Kille
Between dreams, doodles, and the delicate absurd—an artist chisels a private language for public life.
In the rich visual ferment of Brazil’s contemporary young art scene, Achilles Simioni, known by his moniker Kille (Instagram: killepuffydoodle), crafts an aesthetic that feels both dream-naïf and sharply lucid. His images evoke a child’s logic, a cartoon sensibility, but they carry edges: gestures of fragility, uncanny humor, and a sense that nothing is as straightforward as it looks.
From Doodle to Distortion
Kille’s Instagram is a kind of visual diary: pastel creatures, ecstatic distortions, characters that float, merge, or unravel. The handle killepuffydoodle suggests an impulse to softness, toys, fuzziness—yet his work rarely stops at comfort. The “puff” and “doodle” hide tentative tensions: fine lines bending, forms sloshing out of control, colors that bleed beyond their boundaries.

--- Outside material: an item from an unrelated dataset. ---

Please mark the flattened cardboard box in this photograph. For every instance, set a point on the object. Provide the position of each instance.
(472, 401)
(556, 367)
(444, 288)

In posts tagged as “#tbt” (throwback), one sees collaborations—like @pbarts hosting a show with “@kille.puffydoodle” (June 2024). Instagram These public appearances suggest that his practice is moving beyond the screen into real space, inviting an audience beyond social media.
Visual Logic & Surreal Grammar
Kille’s visual language recalls both cartooning and surrealism. He seems unconstrained by genre: characters lose limbs, float in voids, or wrap into themselves. What looks playful at first opens into questions about identity, vulnerability, and the porous boundary between interior and exterior.
Though I haven’t found formal artist statements, his work suggests that the doodle is not a preliminary sketch but a ground in itself—an area where subconscious impulses, memory, visual residue, and humor mingle. The “puffydoodle” moniker may signal that lightness is a strategy: soft forms that conceal sharper disquiet.